Exploring Uses for AI in Healthcare

While the full potential of artificial intelligence in the medical field is still on the horizon, the impact of AI in today’s healthcare is already evident, steering the industry toward more consumer-driven care and organizational efficiencies.

By Joyce Riha Linik

By Joyce Riha Linik February 13, 2024

Artificial intelligence (AI) promises to deliver unprecedented advancements in medicine in the years to come as researchers look at ways AI can be used to comb through vast databases to identify trends in varied populations, analyze molecular structures for possible drug candidates, and accelerate potential cures for diseases.  

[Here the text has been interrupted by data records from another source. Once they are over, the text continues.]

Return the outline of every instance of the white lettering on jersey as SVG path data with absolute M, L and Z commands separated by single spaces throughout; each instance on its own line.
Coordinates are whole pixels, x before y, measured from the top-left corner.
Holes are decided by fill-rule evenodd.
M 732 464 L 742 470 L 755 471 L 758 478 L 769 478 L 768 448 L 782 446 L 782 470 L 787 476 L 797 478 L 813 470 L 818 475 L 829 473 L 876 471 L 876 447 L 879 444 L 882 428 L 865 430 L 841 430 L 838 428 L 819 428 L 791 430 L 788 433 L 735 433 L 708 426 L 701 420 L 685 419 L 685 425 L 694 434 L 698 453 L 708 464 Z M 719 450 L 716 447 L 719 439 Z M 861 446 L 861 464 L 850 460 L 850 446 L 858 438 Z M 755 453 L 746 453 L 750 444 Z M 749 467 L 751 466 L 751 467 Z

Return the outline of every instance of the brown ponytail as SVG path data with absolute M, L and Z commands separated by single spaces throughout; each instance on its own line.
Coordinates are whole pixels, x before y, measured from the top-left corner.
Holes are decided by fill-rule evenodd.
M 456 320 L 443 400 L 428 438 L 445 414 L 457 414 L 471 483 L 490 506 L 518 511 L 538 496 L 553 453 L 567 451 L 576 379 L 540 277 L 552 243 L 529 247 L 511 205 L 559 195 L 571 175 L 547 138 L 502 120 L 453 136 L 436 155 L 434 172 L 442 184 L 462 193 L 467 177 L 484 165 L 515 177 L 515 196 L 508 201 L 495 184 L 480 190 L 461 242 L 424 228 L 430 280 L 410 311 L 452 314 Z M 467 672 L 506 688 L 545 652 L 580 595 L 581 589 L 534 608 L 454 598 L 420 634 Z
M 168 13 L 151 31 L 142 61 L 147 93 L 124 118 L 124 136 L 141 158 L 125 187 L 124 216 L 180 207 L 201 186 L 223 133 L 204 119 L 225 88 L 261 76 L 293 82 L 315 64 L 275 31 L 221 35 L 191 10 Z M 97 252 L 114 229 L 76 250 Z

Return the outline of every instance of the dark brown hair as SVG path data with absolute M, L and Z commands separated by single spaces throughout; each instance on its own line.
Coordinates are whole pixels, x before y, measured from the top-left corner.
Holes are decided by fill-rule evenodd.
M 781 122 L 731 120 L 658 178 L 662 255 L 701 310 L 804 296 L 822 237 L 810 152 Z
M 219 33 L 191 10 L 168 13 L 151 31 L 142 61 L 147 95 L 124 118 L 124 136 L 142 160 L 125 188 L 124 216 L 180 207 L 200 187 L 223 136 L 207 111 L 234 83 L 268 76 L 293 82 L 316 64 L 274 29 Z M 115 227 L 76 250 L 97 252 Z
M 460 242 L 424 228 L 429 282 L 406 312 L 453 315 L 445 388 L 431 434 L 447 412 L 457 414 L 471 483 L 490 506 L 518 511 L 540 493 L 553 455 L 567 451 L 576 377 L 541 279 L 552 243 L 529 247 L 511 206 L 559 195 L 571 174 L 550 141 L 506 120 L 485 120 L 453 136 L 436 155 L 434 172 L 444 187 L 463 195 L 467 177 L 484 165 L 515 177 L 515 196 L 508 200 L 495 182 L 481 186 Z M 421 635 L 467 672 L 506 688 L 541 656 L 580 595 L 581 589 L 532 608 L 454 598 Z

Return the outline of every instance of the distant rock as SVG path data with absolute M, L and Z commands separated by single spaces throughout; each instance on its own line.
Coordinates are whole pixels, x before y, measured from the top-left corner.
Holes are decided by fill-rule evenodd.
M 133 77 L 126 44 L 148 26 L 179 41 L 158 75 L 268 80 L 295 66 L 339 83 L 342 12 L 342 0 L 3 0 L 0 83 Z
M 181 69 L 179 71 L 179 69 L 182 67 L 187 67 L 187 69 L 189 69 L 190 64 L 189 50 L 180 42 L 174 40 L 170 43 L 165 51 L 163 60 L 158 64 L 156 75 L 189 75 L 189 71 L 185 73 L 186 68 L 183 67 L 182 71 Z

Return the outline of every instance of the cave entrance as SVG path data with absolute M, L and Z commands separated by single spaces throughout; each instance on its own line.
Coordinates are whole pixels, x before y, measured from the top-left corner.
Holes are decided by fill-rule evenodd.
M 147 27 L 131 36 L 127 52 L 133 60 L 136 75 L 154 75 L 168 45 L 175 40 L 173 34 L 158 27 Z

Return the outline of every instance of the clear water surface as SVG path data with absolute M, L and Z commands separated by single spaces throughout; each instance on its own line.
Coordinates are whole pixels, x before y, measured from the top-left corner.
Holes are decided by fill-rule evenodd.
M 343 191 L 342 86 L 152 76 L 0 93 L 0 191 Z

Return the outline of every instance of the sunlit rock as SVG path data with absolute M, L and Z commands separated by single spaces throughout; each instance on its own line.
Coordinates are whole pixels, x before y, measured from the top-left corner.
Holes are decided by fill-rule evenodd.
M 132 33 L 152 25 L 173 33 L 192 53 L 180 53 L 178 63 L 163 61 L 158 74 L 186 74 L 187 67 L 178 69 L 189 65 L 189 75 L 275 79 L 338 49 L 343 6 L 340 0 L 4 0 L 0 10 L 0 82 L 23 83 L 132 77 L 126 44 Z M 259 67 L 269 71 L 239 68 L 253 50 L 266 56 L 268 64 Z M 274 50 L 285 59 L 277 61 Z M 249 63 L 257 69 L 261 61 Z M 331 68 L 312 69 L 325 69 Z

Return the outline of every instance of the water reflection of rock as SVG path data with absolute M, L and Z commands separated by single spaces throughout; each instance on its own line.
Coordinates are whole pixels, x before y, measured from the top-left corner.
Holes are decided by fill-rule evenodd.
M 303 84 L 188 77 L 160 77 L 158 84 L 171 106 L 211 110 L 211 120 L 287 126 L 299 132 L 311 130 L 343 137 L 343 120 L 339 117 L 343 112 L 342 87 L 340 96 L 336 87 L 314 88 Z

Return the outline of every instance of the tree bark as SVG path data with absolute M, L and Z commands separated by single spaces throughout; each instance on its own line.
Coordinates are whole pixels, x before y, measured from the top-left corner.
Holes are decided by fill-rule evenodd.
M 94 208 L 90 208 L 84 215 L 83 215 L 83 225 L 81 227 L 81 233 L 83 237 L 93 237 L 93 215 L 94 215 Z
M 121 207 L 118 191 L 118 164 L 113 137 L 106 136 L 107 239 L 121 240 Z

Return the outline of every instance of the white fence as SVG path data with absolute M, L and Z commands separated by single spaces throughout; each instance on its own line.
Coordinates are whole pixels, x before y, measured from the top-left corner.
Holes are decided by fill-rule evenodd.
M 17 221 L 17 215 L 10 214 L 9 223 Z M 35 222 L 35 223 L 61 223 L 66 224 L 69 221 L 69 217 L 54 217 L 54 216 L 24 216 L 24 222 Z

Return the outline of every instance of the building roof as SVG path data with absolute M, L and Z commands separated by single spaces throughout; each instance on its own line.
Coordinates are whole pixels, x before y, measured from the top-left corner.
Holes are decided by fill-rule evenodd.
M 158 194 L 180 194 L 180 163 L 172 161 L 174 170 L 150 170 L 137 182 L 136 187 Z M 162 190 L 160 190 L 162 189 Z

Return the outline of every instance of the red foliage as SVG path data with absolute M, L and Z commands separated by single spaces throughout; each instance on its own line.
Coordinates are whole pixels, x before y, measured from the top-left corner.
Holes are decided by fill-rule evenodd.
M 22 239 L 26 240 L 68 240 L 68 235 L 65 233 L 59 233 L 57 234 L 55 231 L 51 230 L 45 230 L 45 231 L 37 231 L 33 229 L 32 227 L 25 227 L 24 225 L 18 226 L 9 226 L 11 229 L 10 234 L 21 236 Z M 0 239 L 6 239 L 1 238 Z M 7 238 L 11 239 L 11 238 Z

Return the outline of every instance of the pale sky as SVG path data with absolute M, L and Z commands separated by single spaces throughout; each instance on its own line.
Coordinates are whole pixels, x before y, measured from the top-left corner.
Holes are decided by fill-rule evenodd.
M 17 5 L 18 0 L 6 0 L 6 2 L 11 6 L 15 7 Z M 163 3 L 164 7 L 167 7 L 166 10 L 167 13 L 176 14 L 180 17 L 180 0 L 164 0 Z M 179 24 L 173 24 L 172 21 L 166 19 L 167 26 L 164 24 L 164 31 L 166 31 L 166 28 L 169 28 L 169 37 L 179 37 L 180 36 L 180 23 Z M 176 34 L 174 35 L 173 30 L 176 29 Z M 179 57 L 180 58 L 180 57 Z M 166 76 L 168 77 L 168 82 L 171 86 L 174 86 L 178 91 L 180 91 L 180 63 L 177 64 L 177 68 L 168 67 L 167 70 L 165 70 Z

But while these sophisticated applications are still on the horizon, AI is already making inroads in more basic functions, specifically in the areas of consumer-driven healthcare and organizational efficiencies.

“Most healthcare organizations would love to have all of the super sophisticated AI tools,” said Leah Gabbert, Marketing Director of Global Industry Solutions at Nutanix, who has worked in the healthcare industry for more than two decades. But, she explained, some of these  options, specifically the idea of leveraging AI for genomic-based precision care are still a bit “pie in the sky.”

“But the reality is that most healthcare organizations don’t have the specialized staff or resources to deliver that type of personalized medical care right now,” said Gabbert.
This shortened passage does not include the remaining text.